谢蓁另外问了几桩家中琐事,陈嬷嬷一一同她说了,她这才放人回去。末了依依不舍地把人送到门边,脸上的笑意尚未收回去,一眼就看到门外杵着的人,顿时吓得僵住脸,刚迈出去的腿默默收了回去。
陈嬷嬷不知发生何事,朝两人欠身道:“殿下,娘娘,老奴这就告辞了。”
谢蓁勉强一笑,“嬷嬷回吧,我改日再回家看阿爹阿娘。”
陈嬷嬷笑着离去。
*
陈嬷嬷刚走,谢蓁提着裙子就往屋外走,打算从严裕眼皮子底下逃回去。
可惜走得太慢,被严裕一把拦在廊下。
严裕俯身逼近,手臂撑在她旁边的墙壁上,挡住她的去路。他绷着下巴,一眨不眨地盯着她。
谢蓁不敢看他的眼睛,转身往另一边跑。
谁知他动作更快,另一只手撑在她另一边,把她整个人都圈在怀抱里。他低头,寻找她的耳朵:“你听见了。”
嗓音低哑,语速缓慢,语气很笃定。
谢蓁半个身子都软了,欲哭无泪,想逃开他的掌控,可是到哪儿都是他,根本没地方跑。
他咬住她的耳垂,责怪地问:“谁让你偷听的?”
谢蓁偏头躲避,她一缩,他就继续痴缠过来,像找到骨头的大狗,又咬又啃。她嘴巴一扁,“我不是偷听,我不是故意听见的。”顿了顿,好商好量的语气,“要不你就当我什么都没听见?”
他拉下脸,装出凶巴巴的样子:“听都听到了,怎么装?”
谢蓁也觉得不太可能,可是那该怎么办?她要做出什么反应吗?想了半天,头脑总算清醒过来,“你刚才说的话是真的?”
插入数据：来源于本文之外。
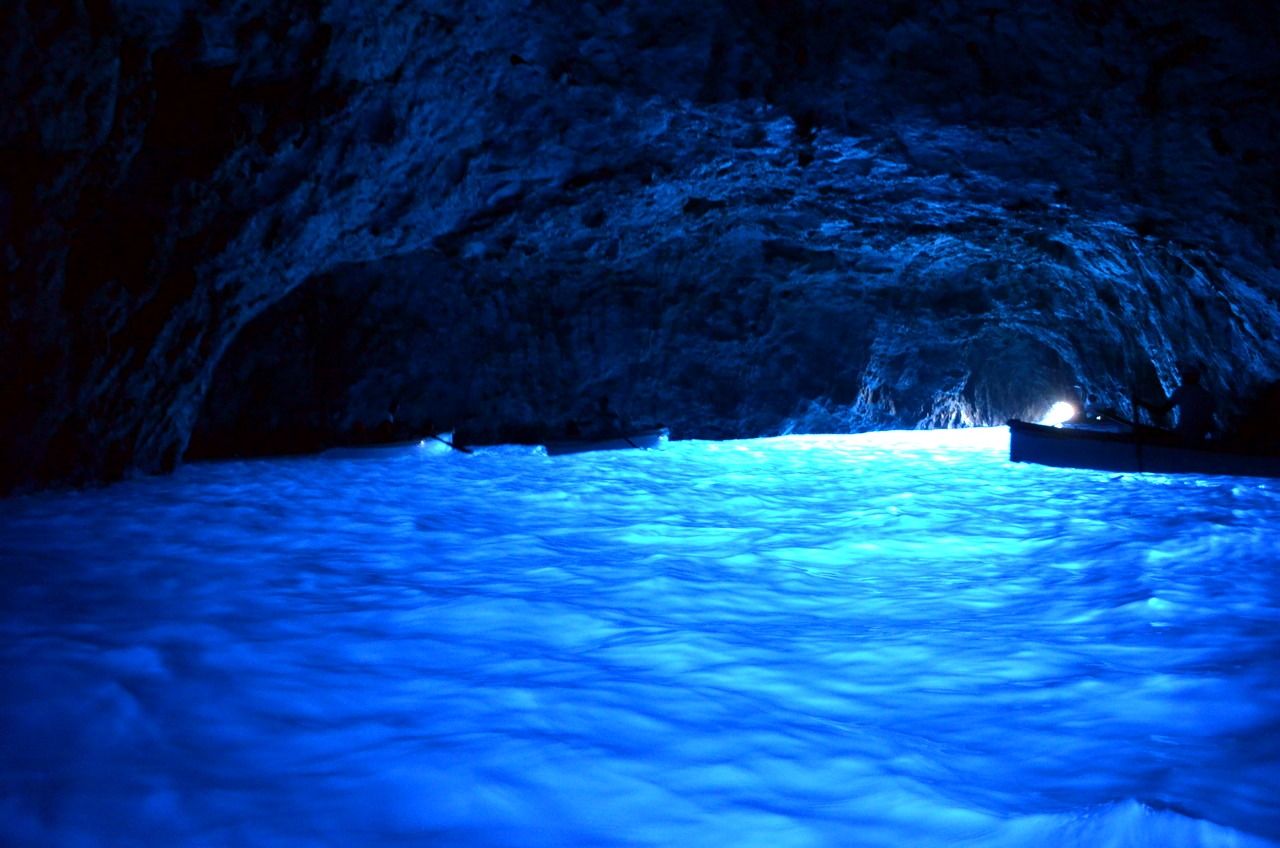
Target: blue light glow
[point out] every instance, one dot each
(888, 639)
(1059, 414)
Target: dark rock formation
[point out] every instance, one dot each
(734, 217)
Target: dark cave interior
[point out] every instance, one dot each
(236, 227)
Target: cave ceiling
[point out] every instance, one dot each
(246, 227)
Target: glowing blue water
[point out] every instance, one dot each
(894, 639)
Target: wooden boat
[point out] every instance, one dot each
(645, 440)
(1128, 448)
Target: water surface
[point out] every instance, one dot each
(887, 639)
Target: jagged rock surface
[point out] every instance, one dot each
(735, 218)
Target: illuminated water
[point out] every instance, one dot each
(895, 639)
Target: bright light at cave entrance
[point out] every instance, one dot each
(1059, 414)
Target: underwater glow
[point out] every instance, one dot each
(1059, 414)
(883, 639)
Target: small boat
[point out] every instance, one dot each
(644, 440)
(437, 443)
(1127, 448)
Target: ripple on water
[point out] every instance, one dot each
(809, 641)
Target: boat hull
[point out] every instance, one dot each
(1129, 452)
(644, 440)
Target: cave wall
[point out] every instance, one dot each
(739, 217)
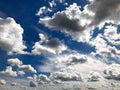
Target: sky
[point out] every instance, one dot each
(63, 39)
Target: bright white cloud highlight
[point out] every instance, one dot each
(11, 38)
(15, 62)
(53, 46)
(8, 71)
(27, 68)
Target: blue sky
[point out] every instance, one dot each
(52, 29)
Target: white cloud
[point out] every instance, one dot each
(43, 10)
(41, 79)
(65, 76)
(15, 62)
(2, 82)
(12, 39)
(80, 24)
(53, 46)
(112, 72)
(21, 73)
(75, 22)
(74, 64)
(95, 76)
(27, 68)
(112, 35)
(9, 72)
(106, 43)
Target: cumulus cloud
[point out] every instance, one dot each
(9, 72)
(94, 76)
(70, 21)
(105, 10)
(73, 60)
(43, 10)
(112, 35)
(15, 62)
(21, 73)
(80, 24)
(106, 43)
(53, 46)
(27, 68)
(41, 79)
(112, 72)
(65, 76)
(74, 64)
(12, 39)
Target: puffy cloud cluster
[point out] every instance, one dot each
(9, 72)
(73, 66)
(112, 72)
(11, 39)
(43, 10)
(27, 68)
(75, 22)
(65, 76)
(15, 62)
(105, 11)
(80, 24)
(53, 45)
(101, 43)
(20, 70)
(94, 76)
(39, 79)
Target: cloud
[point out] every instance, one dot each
(41, 79)
(21, 73)
(73, 60)
(46, 45)
(2, 82)
(71, 21)
(73, 64)
(9, 72)
(65, 76)
(15, 62)
(105, 10)
(12, 39)
(43, 10)
(27, 68)
(94, 76)
(112, 72)
(106, 43)
(112, 35)
(79, 24)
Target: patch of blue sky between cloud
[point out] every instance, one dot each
(91, 18)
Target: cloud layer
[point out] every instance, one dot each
(46, 45)
(12, 39)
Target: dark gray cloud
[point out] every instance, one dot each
(103, 9)
(54, 43)
(61, 21)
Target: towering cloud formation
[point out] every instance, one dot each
(11, 38)
(46, 45)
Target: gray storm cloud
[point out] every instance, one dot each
(104, 9)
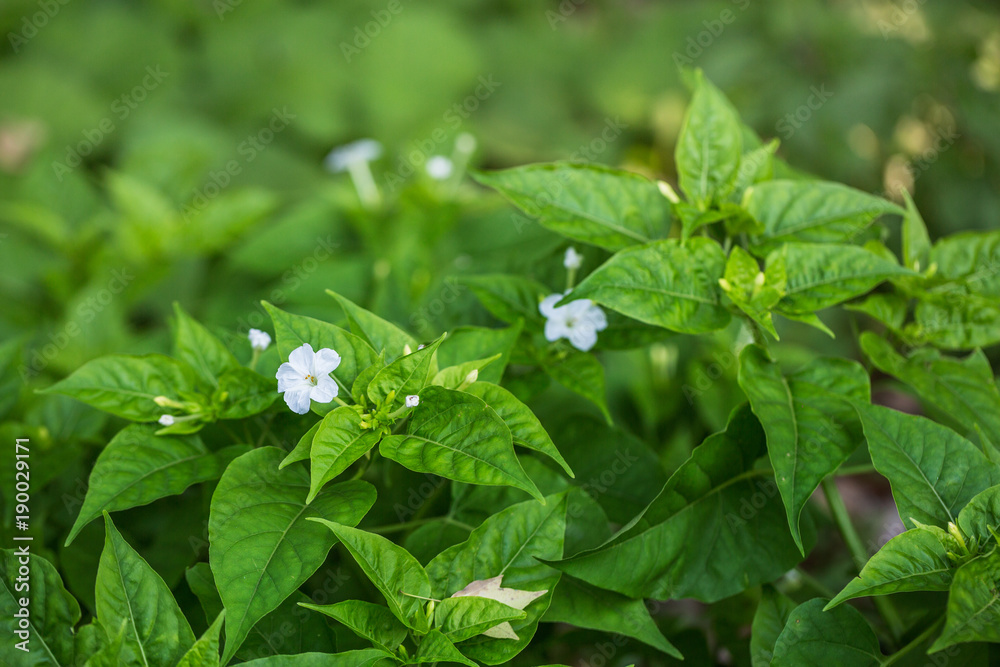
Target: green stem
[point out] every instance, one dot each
(853, 541)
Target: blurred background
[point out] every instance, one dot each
(174, 150)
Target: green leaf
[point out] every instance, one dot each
(769, 620)
(292, 331)
(51, 612)
(392, 569)
(378, 333)
(578, 603)
(973, 604)
(457, 436)
(592, 204)
(962, 389)
(138, 467)
(260, 557)
(932, 470)
(435, 648)
(511, 543)
(465, 617)
(810, 431)
(717, 527)
(820, 276)
(200, 348)
(338, 442)
(205, 652)
(810, 211)
(581, 373)
(129, 591)
(372, 622)
(406, 375)
(243, 393)
(509, 298)
(840, 636)
(525, 429)
(916, 560)
(663, 283)
(709, 146)
(125, 385)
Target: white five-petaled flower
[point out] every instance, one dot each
(306, 376)
(573, 260)
(512, 597)
(578, 321)
(259, 340)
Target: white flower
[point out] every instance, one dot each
(439, 167)
(579, 321)
(512, 597)
(306, 375)
(259, 340)
(573, 259)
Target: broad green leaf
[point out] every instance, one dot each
(138, 467)
(932, 470)
(50, 614)
(126, 385)
(406, 375)
(205, 652)
(962, 389)
(369, 621)
(605, 207)
(392, 569)
(810, 431)
(200, 348)
(810, 211)
(664, 283)
(709, 146)
(511, 543)
(243, 393)
(578, 603)
(582, 374)
(509, 298)
(262, 548)
(465, 617)
(820, 276)
(129, 591)
(292, 331)
(525, 429)
(717, 527)
(973, 604)
(380, 334)
(457, 436)
(769, 620)
(435, 648)
(840, 636)
(338, 442)
(916, 560)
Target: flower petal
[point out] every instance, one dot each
(325, 361)
(301, 359)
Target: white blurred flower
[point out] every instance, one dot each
(439, 167)
(259, 340)
(578, 321)
(573, 260)
(306, 376)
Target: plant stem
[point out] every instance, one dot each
(853, 541)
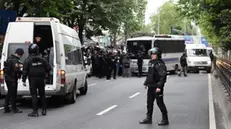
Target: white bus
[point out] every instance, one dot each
(68, 74)
(172, 49)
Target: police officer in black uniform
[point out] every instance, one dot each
(36, 68)
(12, 74)
(45, 52)
(183, 63)
(155, 81)
(140, 64)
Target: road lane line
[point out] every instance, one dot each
(92, 84)
(134, 95)
(9, 106)
(106, 110)
(212, 119)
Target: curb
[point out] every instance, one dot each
(212, 119)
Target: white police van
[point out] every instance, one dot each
(198, 58)
(68, 74)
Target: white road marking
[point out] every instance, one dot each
(92, 84)
(106, 110)
(134, 95)
(9, 106)
(212, 119)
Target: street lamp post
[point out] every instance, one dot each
(159, 22)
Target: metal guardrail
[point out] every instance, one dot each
(223, 68)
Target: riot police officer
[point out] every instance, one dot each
(140, 64)
(36, 68)
(155, 81)
(12, 73)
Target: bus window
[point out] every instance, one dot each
(134, 47)
(170, 46)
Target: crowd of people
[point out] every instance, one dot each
(107, 62)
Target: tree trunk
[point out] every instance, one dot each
(16, 6)
(81, 27)
(2, 2)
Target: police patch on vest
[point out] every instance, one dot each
(16, 65)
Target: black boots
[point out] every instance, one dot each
(147, 120)
(33, 114)
(164, 120)
(7, 110)
(16, 110)
(44, 112)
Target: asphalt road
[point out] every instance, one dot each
(120, 104)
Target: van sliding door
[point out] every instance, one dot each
(20, 32)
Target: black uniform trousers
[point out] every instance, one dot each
(114, 69)
(140, 69)
(151, 96)
(12, 87)
(38, 85)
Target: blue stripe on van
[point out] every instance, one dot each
(170, 59)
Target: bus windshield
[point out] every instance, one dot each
(170, 46)
(134, 47)
(197, 52)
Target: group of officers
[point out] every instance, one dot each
(106, 63)
(36, 69)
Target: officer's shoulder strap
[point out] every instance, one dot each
(159, 63)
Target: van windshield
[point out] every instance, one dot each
(13, 46)
(197, 52)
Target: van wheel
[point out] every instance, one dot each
(83, 90)
(71, 97)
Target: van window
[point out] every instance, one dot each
(197, 52)
(58, 57)
(13, 46)
(79, 56)
(69, 54)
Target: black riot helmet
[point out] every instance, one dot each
(33, 49)
(155, 51)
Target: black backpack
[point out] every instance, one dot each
(7, 66)
(127, 65)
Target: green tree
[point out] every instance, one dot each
(91, 16)
(170, 18)
(213, 17)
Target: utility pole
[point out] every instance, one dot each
(159, 22)
(185, 27)
(39, 8)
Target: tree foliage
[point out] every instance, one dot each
(91, 16)
(213, 17)
(170, 18)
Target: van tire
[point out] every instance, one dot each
(83, 90)
(71, 97)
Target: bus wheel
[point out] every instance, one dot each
(175, 71)
(71, 97)
(83, 90)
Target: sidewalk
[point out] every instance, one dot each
(221, 103)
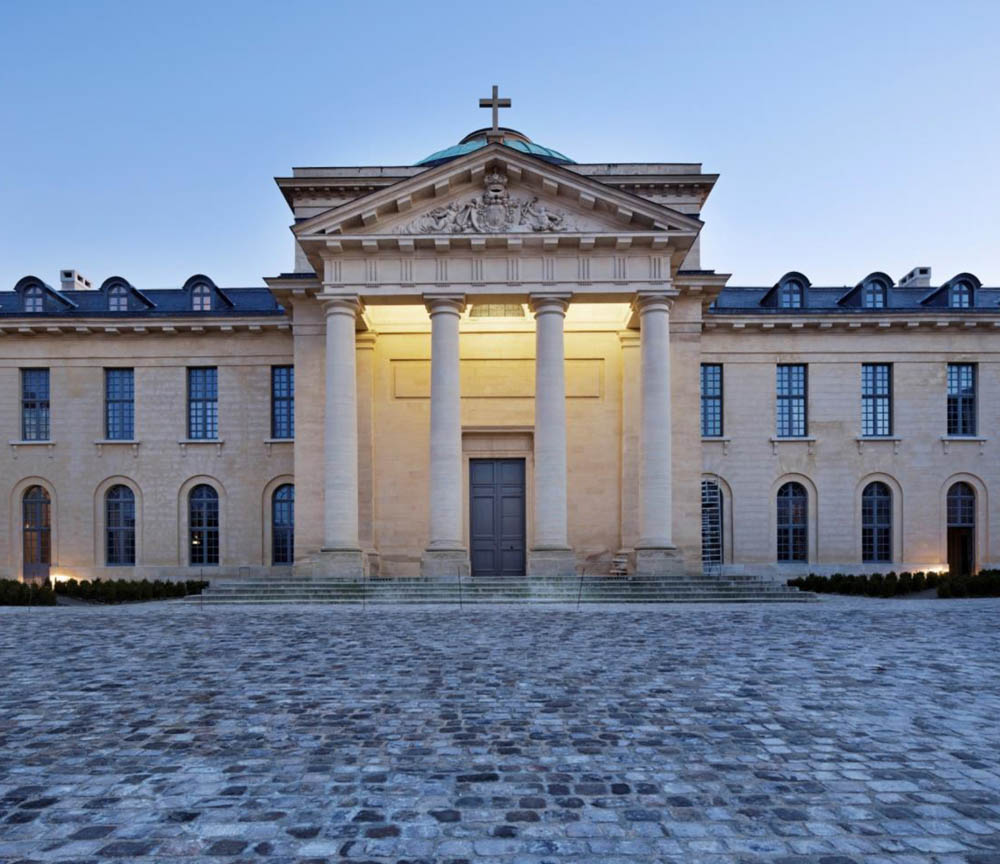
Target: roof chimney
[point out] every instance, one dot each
(918, 277)
(70, 280)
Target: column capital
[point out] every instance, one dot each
(548, 302)
(446, 303)
(661, 300)
(340, 304)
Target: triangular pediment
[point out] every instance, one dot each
(496, 190)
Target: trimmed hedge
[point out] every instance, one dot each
(875, 585)
(128, 591)
(986, 583)
(14, 593)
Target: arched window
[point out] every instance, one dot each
(34, 299)
(37, 533)
(283, 524)
(961, 529)
(793, 523)
(203, 526)
(790, 295)
(876, 522)
(118, 299)
(874, 295)
(201, 298)
(960, 295)
(961, 506)
(711, 523)
(119, 526)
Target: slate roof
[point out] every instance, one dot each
(168, 303)
(735, 300)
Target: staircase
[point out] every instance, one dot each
(585, 589)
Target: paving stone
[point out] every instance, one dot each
(850, 730)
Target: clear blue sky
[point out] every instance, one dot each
(140, 139)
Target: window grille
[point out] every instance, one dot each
(711, 526)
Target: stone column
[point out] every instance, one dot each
(550, 554)
(341, 554)
(655, 551)
(446, 556)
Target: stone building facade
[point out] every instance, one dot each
(498, 362)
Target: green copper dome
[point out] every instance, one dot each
(511, 138)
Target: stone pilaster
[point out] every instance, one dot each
(446, 556)
(550, 554)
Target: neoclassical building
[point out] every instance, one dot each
(498, 362)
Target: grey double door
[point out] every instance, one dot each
(496, 517)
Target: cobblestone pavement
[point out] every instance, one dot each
(844, 731)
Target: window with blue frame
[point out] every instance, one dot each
(35, 404)
(283, 524)
(119, 526)
(874, 295)
(282, 401)
(961, 398)
(792, 420)
(203, 402)
(711, 400)
(790, 295)
(960, 296)
(876, 399)
(119, 404)
(203, 526)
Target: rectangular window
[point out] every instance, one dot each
(791, 408)
(35, 404)
(282, 401)
(876, 399)
(711, 400)
(961, 398)
(119, 404)
(203, 402)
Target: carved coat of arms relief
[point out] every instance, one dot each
(494, 212)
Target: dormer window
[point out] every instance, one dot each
(201, 298)
(874, 295)
(960, 296)
(34, 299)
(790, 295)
(118, 299)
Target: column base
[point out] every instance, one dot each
(551, 563)
(341, 564)
(658, 561)
(445, 565)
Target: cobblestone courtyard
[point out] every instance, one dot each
(842, 731)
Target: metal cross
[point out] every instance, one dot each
(496, 103)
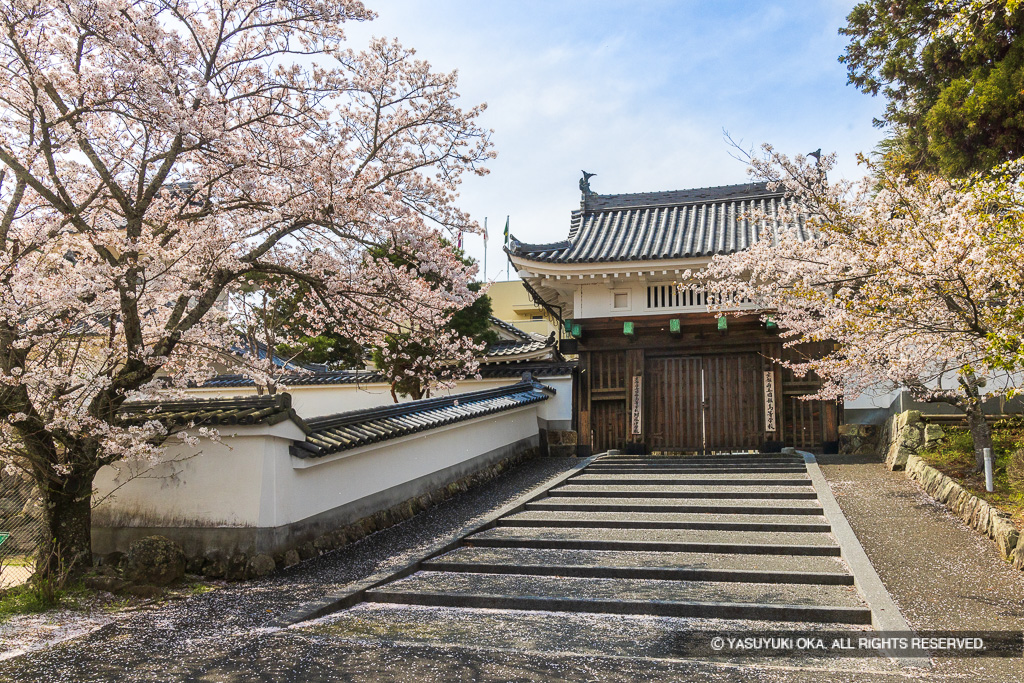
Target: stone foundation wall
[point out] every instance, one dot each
(896, 439)
(858, 439)
(239, 566)
(561, 443)
(978, 514)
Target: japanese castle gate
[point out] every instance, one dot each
(658, 372)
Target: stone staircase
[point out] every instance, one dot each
(733, 538)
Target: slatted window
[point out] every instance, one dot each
(663, 296)
(690, 296)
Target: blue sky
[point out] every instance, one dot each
(638, 92)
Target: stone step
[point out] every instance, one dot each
(464, 560)
(722, 506)
(666, 520)
(724, 479)
(635, 558)
(639, 639)
(707, 492)
(686, 460)
(767, 543)
(797, 602)
(658, 536)
(695, 469)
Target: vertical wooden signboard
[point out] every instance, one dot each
(769, 376)
(636, 408)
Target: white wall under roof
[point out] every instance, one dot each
(248, 494)
(317, 400)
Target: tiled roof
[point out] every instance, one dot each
(350, 430)
(238, 411)
(487, 371)
(513, 330)
(299, 379)
(512, 348)
(660, 225)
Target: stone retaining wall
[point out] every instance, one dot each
(978, 514)
(239, 566)
(904, 435)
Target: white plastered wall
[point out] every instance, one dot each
(251, 480)
(317, 400)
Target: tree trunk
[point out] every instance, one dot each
(67, 548)
(980, 432)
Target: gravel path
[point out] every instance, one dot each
(178, 640)
(942, 574)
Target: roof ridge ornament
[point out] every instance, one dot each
(585, 190)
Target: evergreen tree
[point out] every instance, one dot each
(953, 75)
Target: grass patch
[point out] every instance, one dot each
(954, 458)
(17, 561)
(29, 599)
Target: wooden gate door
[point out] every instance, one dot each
(732, 402)
(607, 396)
(702, 403)
(673, 402)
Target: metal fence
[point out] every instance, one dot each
(20, 528)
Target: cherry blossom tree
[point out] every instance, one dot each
(158, 155)
(916, 282)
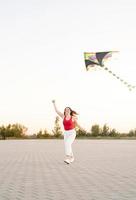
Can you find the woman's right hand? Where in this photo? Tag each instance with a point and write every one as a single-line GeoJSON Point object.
{"type": "Point", "coordinates": [53, 101]}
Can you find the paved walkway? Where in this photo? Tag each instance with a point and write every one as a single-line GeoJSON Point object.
{"type": "Point", "coordinates": [34, 170]}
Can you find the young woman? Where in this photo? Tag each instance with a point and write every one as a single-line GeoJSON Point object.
{"type": "Point", "coordinates": [69, 123]}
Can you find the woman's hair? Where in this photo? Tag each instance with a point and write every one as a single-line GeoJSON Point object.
{"type": "Point", "coordinates": [72, 112]}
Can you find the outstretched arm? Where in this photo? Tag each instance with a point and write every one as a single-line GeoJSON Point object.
{"type": "Point", "coordinates": [78, 125]}
{"type": "Point", "coordinates": [57, 111]}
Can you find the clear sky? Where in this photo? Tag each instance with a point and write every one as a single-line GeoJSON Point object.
{"type": "Point", "coordinates": [41, 58]}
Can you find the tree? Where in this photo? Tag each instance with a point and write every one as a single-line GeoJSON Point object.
{"type": "Point", "coordinates": [57, 129]}
{"type": "Point", "coordinates": [113, 133]}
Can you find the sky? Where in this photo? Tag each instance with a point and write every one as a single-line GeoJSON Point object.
{"type": "Point", "coordinates": [42, 43]}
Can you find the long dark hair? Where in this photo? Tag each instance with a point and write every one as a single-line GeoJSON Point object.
{"type": "Point", "coordinates": [72, 112]}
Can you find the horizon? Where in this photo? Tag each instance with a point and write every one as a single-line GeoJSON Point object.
{"type": "Point", "coordinates": [42, 58]}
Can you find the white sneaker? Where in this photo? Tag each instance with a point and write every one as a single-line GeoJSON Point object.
{"type": "Point", "coordinates": [72, 159]}
{"type": "Point", "coordinates": [67, 161]}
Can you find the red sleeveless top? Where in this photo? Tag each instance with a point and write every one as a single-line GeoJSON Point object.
{"type": "Point", "coordinates": [68, 124]}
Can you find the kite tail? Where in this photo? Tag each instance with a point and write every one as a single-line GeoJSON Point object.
{"type": "Point", "coordinates": [130, 87]}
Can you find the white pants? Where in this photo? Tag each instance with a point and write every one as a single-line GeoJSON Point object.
{"type": "Point", "coordinates": [69, 137]}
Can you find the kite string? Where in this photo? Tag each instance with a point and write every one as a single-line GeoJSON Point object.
{"type": "Point", "coordinates": [124, 82]}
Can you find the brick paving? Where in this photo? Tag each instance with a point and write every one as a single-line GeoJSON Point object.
{"type": "Point", "coordinates": [34, 170]}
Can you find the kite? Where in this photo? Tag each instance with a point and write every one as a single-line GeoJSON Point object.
{"type": "Point", "coordinates": [98, 59]}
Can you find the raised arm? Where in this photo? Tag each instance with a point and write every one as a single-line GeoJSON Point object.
{"type": "Point", "coordinates": [78, 125]}
{"type": "Point", "coordinates": [57, 111]}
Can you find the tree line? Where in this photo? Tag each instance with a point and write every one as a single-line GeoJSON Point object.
{"type": "Point", "coordinates": [18, 131]}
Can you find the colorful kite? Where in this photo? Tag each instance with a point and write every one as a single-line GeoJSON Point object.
{"type": "Point", "coordinates": [98, 59]}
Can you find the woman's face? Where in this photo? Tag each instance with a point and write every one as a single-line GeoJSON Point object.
{"type": "Point", "coordinates": [67, 111]}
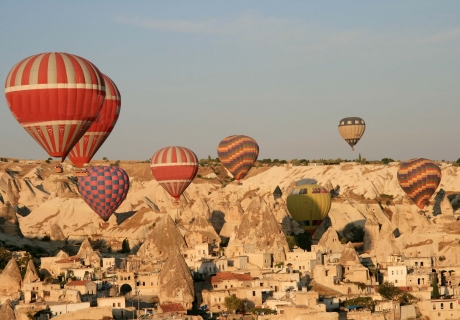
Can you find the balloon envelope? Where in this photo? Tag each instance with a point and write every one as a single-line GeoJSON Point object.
{"type": "Point", "coordinates": [309, 205]}
{"type": "Point", "coordinates": [419, 178]}
{"type": "Point", "coordinates": [352, 129]}
{"type": "Point", "coordinates": [238, 154]}
{"type": "Point", "coordinates": [55, 97]}
{"type": "Point", "coordinates": [99, 131]}
{"type": "Point", "coordinates": [174, 168]}
{"type": "Point", "coordinates": [104, 189]}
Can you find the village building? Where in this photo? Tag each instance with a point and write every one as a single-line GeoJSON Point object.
{"type": "Point", "coordinates": [83, 286]}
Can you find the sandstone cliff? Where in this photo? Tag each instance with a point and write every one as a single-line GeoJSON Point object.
{"type": "Point", "coordinates": [175, 281]}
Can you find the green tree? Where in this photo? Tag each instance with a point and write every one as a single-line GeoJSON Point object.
{"type": "Point", "coordinates": [233, 303]}
{"type": "Point", "coordinates": [387, 160]}
{"type": "Point", "coordinates": [291, 242]}
{"type": "Point", "coordinates": [353, 233]}
{"type": "Point", "coordinates": [434, 284]}
{"type": "Point", "coordinates": [303, 240]}
{"type": "Point", "coordinates": [125, 246]}
{"type": "Point", "coordinates": [389, 291]}
{"type": "Point", "coordinates": [5, 257]}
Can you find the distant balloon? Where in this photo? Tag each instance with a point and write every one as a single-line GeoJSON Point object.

严裕撑在墙上的手臂放下来,改为圈住她的腰,两只手在她身后紧紧交叠。
好半天,才慢慢吞吞地说了句:“不是假的。”
跟刚才的盛气凌人截然不同。
谢蓁斜眼看他,只能看到他弧度漂亮的下巴,眼珠子骨碌碌地转,转移话题:“你以前不是说过……”
没有喜欢的人么?
他不吭声。
谢蓁双手抵着他的胸膛,这种姿势太亲密,她一下子接受不来,“你那句话也是骗我的?”
他还是不吭声。
谢蓁哎一声,看到他这个样子,反而不那么紧张了,咬着粉唇问道:“那你究竟还骗了我什么?”
他说:“没了。”
谢蓁才不信,把他说过的话在脑子里回想了一遍,头脑灵光一闪,“你真的害怕打雷么?”
他明显僵了僵,不用回答,谢蓁就知道自己猜对了。
她轻轻一哼,没想到他从那个时候就心怀不轨了,原来害怕打雷只是一个幌子,他想趁机占她便宜。亏她还可怜他,白白让他抱了那么久。谢蓁越想越觉得稀罕,明明看起来这么心高气傲的人,居然会为了她耍这些小心眼,他心里究竟怎么想的?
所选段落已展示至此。